Composite Metal/Ceramic Bearings for THA Implants

用于 THA 植入物的复合金属/陶瓷轴承

• 批准号: 6534455
• 负责人: ASHOK C KHANDKAR
• 金额: $ 36.54万
• 依托单位: SINTX TECHNOLOGIES, INC.
• 依托单位国家: 美国
• 财政年份: 1998
• 资助国家: 美国
• 起止时间: 1998-09-30 至 2005-09-01
• 项目状态: 已结题
• 来源: https://reporter.nih.gov/project-details/6534455
• 关键词: biomaterial compatibility; biomaterial development /preparation; biomaterial evaluation; biomechanics; biotechnology; ceramics; chromium; cobalt; hip prosthesis; mechanical stress; medical implant science; silicon compounds

DESCRIPTION (Provided by Applicant): The implications of developing materials with enhanced fracture toughness, damage resistance, reliability and ultra low wear is of significant interest to the orthopedic community, since it directly addresses a vital clinical concern- eliminating wear debris mediated THA implant failures.
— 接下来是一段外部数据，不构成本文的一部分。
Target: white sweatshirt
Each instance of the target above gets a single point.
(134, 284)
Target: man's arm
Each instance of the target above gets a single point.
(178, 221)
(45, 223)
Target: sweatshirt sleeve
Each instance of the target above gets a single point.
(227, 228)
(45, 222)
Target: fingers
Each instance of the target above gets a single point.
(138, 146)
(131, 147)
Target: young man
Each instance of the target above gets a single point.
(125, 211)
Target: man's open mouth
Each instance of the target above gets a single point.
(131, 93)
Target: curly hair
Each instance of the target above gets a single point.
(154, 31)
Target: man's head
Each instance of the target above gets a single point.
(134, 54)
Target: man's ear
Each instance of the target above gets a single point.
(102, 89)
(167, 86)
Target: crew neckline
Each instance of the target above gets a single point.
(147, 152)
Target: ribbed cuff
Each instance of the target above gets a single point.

In Phase I we made a significant step towards addressing this central issue by successfully demonstrating a novel ceramic material with superior mechanical properties. An enhancement of 50 percent in fracture toughness, 50 percent in weibull modulus and significant damage resistance over conventional ceramics was demonstrated. Thus, we have been able to establish materials which, from a safety and design aspect, will have significantly lower risk of brittle failure in vivo. Furthermore, we have been able to adpat the ceramics for articulation with CoCr. From a bio-compatibility aspect, no adverse effects are expected in-vivo. Early wear performance results of head/cup components made from these ceramics also clearly show the ultra low wear characteristics, with wear volumes 2-3 orders of magnitude lower than present CoCr-PE. In Phase II, we propose to extend these promising results by optimizing the component design tolerances using a rigorous statistically valid approach, characterizing the static and fatigue strength of THA implant components, and performing a comprehensive in-vitro and invivo bio-compatibility evaluation. We also propose to extend the wear tests (n=6) to 10 million cycles in a hip simulator to confirm the functionality of the optimized components. Major orthopedic implant manufacturers have expressed interest in collaborating on the evaluation and optimization of the novel ceramic designs. PROPOSED COMMERCIAL APPLICATION: The combination of safety (mechanical and biological) and function (ultra-low wear) and compatibility with CoCr offers a new bearing materail set that promises to eliminate the central issue plaguing THA - wear debris mediated osteolysis and implant failures. A comprehanesive program to establish the safety and function of the materials will help speed the commercialization of these implants in Phase III.

描述（由申请人提供）：开发材料的含义 具有增强的断裂韧性，抵抗力，可靠性和超低 磨损引起了骨科社区的重大兴趣，因为它直接 解决了至关重要的临床问题 - 消除磨损碎屑介导的tha 植入物失败。在第一阶段，我们朝着解决这个问题迈出了重要一步 通过成功证明一种新颖的陶瓷材料，与中心问题 优质的机械性能。骨折增强50％ 韧性，威布尔模量为50％ 证明了传统的陶瓷。因此，我们能够建立 从安全性和设计方面，将显着降低的材料 体内易碎失败的风险。此外，我们已经能够 与COCR发音的陶瓷。从生物兼容的方面，没有 预期在体内不利影响。早期磨损性能结果 这些陶瓷制成的头部/杯子组件也清楚地显示了超低 磨损特性，磨损量比低2-3个数量级低于 现在的cocr-pe。在第二阶段，我们建议通过 使用严格的统计有效 方法，表征植入物的静态和疲劳强度 组件，并执行全面的体外和Invivo 生物兼容评估。我们还建议将磨损测试（n = 6）扩展到 臀部模拟器中的1000万个循环以确认 优化的组件。主要的骨科植入物制造商已表示 对合作评估和优化小说的兴趣 陶瓷设计。 拟议的商业应用： 安全性（机械和生物学）和功能（超低磨损）和与COCR的兼容性的组合提供了一个新的轴承式产科套件，有望消除困扰THA的核心问题 - 磨损碎屑介导的骨溶解和植入物故障。一项了解材料安全性和功能的理解力，将有助于加快这些植入物在第三阶段的商业化。